The word “always” carries the ambiguity. In natural language it suggests a structural rule (“always” = every time, no exceptions). In probability problem conventions, a stated condition usually signals conditional probability.

Both interpretations are internally consistent. Neither is wrong — the problem is ambiguous by design.


Why this breaks AI

Here’s where it gets interesting.

I spent 17 iterations running this exact puzzle on a frontier LLM. The model:

  1. Consistently picked the conditional interpretation → 1/13
  2. When pushed toward the structural reading, correctly derived p₀ = 0
  3. Then wrote: “I find a contradiction in my setup…”
  4. Final answer: 1/13

It reached 0 and rejected it.

The model has been trained on thousands of probability problems where “probability = 0” signals a calculation error. It doesn’t look like a valid result — it looks like a mistake. So it rationalized back to the familiar answer.

This is documented in detail in Why LLMs Reject Their Own Correct Answers: the model knows how to derive 0, it just won’t accept it. And 17 iterations of watching the model find the right answer and call it wrong is what forced the solution below.


The fix: v17b prompt

The solution isn’t telling the model which interpretation is right.

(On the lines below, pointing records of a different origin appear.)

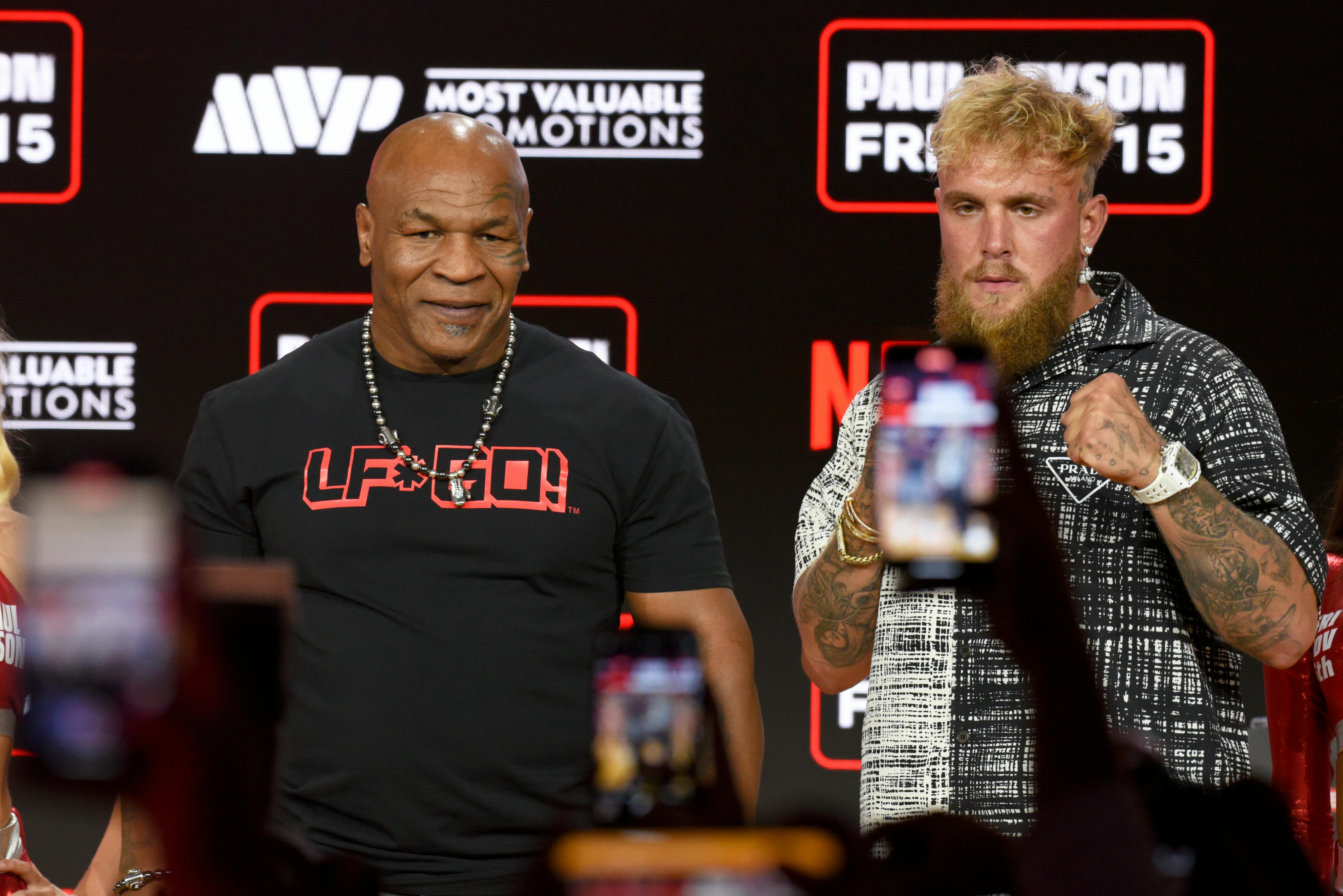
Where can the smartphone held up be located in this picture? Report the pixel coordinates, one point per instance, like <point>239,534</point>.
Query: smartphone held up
<point>937,460</point>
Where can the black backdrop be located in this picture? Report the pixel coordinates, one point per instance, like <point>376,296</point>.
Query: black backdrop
<point>733,262</point>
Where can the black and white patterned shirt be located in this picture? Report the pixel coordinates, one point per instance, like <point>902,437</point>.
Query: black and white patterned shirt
<point>949,719</point>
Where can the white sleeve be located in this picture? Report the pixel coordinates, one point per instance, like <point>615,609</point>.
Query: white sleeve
<point>824,499</point>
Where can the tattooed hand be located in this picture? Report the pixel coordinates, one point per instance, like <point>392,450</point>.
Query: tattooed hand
<point>1107,431</point>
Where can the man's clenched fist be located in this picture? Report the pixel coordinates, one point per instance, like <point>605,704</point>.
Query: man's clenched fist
<point>1107,431</point>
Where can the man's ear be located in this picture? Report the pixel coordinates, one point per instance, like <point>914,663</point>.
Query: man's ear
<point>527,255</point>
<point>1095,214</point>
<point>365,227</point>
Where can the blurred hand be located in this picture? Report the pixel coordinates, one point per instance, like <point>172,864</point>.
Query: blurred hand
<point>36,883</point>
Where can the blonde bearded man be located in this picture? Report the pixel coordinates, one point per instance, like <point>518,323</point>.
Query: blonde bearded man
<point>1216,550</point>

It’s forcing it to enumerate both before committing.

Methodology for solving problems with conditions:

1. IDENTIFY AMBIGUITIES: Don't assume the "standard" interpretation

2. GENERATE INTERPRETATIONS: List ALL possible ways to
   mathematically model each condition

3. SOLVE EACH ONE: Calculate the complete solution for each
   interpretation

4. VERIFY CONSISTENCY: For each interpretation, check that
   your model satisfies ALL conditions as emergent property.
   "I used the data" ≠ "The result satisfies the data"

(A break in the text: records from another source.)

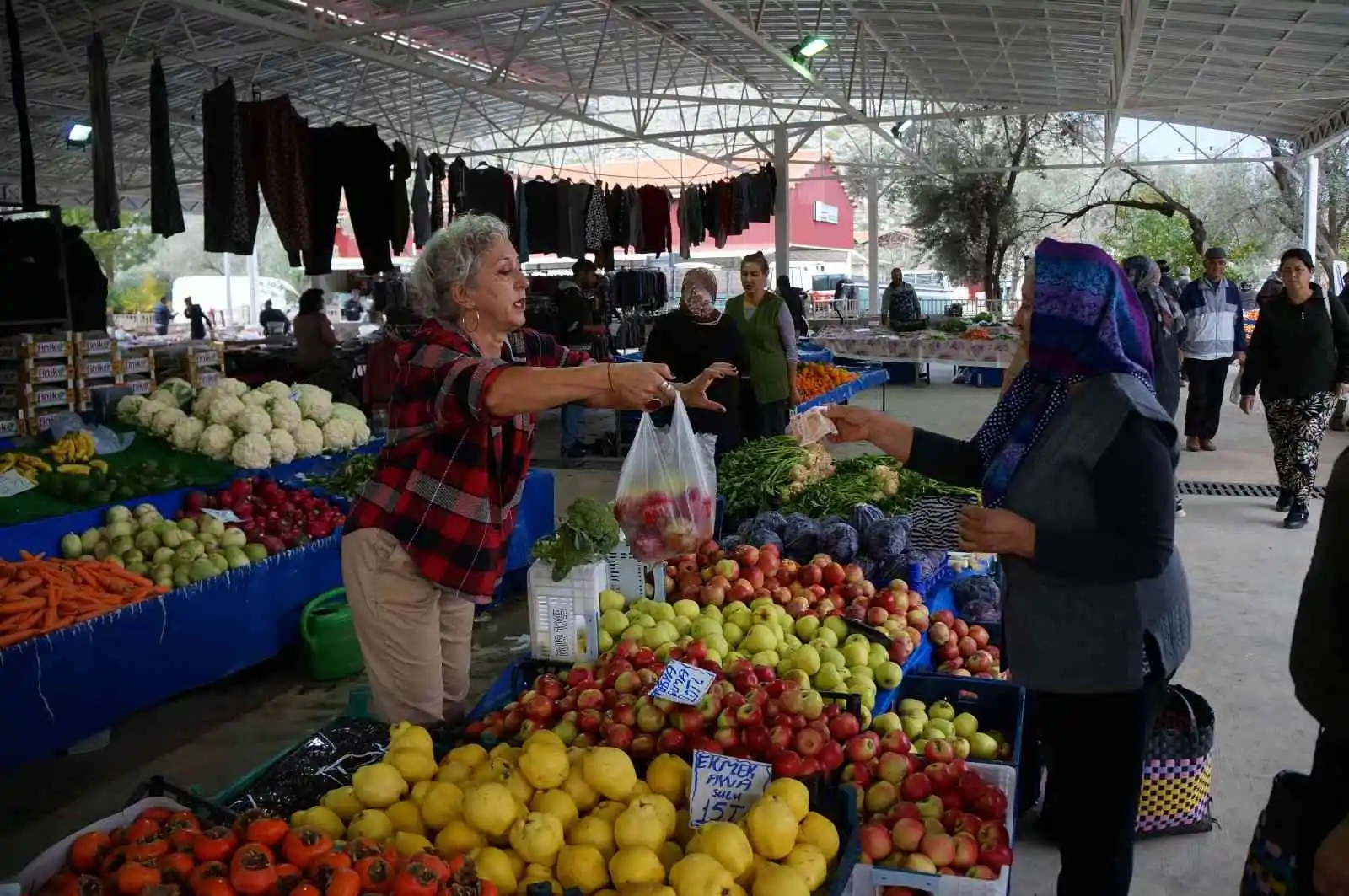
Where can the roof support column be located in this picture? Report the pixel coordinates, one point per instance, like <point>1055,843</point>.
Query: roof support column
<point>873,242</point>
<point>1312,192</point>
<point>782,217</point>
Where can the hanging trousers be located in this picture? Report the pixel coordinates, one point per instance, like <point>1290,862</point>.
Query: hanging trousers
<point>224,197</point>
<point>165,202</point>
<point>1295,429</point>
<point>107,204</point>
<point>355,161</point>
<point>276,145</point>
<point>1204,405</point>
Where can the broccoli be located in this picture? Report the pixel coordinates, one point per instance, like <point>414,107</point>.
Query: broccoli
<point>584,534</point>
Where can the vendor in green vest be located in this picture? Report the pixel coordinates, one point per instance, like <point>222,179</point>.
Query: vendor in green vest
<point>766,323</point>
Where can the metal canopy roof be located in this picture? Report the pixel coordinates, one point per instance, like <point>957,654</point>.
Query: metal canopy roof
<point>533,80</point>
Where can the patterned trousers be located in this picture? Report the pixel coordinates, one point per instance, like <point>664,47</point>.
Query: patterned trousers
<point>1295,429</point>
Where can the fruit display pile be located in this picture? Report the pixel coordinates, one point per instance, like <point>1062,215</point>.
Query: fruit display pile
<point>815,378</point>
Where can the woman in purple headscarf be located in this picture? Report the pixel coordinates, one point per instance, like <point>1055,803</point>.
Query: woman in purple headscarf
<point>1076,466</point>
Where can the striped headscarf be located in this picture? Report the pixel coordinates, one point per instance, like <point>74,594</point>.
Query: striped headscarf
<point>1086,321</point>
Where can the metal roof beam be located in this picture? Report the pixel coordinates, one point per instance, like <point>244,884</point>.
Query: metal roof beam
<point>501,92</point>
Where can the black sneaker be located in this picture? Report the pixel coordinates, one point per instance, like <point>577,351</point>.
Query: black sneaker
<point>1297,517</point>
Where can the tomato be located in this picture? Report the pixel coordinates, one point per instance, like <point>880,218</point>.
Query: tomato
<point>266,831</point>
<point>175,868</point>
<point>148,848</point>
<point>135,876</point>
<point>253,871</point>
<point>88,850</point>
<point>377,875</point>
<point>216,844</point>
<point>304,845</point>
<point>206,872</point>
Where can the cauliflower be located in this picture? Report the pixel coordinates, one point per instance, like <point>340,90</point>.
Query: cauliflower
<point>314,404</point>
<point>216,442</point>
<point>224,409</point>
<point>165,420</point>
<point>235,388</point>
<point>339,435</point>
<point>253,420</point>
<point>276,389</point>
<point>128,406</point>
<point>282,447</point>
<point>309,439</point>
<point>253,451</point>
<point>285,415</point>
<point>185,433</point>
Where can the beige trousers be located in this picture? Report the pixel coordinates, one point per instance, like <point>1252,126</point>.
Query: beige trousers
<point>416,636</point>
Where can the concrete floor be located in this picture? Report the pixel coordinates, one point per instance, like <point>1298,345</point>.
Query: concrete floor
<point>1244,577</point>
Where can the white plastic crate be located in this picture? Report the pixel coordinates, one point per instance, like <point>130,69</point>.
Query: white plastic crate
<point>564,615</point>
<point>1002,776</point>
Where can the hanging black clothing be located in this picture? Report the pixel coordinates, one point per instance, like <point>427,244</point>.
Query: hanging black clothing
<point>224,204</point>
<point>402,169</point>
<point>352,159</point>
<point>165,202</point>
<point>19,91</point>
<point>422,200</point>
<point>107,204</point>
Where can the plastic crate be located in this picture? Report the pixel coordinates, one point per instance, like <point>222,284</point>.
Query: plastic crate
<point>1005,779</point>
<point>564,615</point>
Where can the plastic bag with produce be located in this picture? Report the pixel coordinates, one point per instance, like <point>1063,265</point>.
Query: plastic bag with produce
<point>667,493</point>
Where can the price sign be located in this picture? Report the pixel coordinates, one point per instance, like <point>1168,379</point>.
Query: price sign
<point>723,787</point>
<point>683,683</point>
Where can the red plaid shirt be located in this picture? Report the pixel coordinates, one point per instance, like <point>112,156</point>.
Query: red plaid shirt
<point>449,478</point>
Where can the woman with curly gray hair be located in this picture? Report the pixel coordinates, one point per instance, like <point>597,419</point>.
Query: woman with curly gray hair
<point>427,536</point>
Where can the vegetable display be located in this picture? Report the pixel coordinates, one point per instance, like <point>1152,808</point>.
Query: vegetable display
<point>584,534</point>
<point>40,595</point>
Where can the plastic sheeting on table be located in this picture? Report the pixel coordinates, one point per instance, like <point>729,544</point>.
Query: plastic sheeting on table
<point>867,379</point>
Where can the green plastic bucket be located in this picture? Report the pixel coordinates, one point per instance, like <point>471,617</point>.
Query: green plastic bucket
<point>331,637</point>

5. DISCARD: Eliminate interpretations where a condition from
   the problem statement is NOT met in the final model

6. ANSWER: The one that remains

IMPORTANT: You have permission and obligation to discard.
Don't ask which I prefer. You decide.

With this prompt, the model works through the coins puzzle like this:

  1. Identifies both interpretations: conditional (observation) vs. structural (law)
  2. Solves each: conditional → 1/13 via Bayes; structural → check if P(H)=1/3 with independent coins can produce zero odd-tails outcomes
  3. Verifies: does the structural constraint hold under interpretation 2? P(1 tail) = 12/27 ≠ 0 → condition violated → discard
  4. Final answer: 0

Three elements make this work:

“Don’t assume the standard” — the model has permission to consider alternatives. Normally it doesn’t because “the standard” is safe.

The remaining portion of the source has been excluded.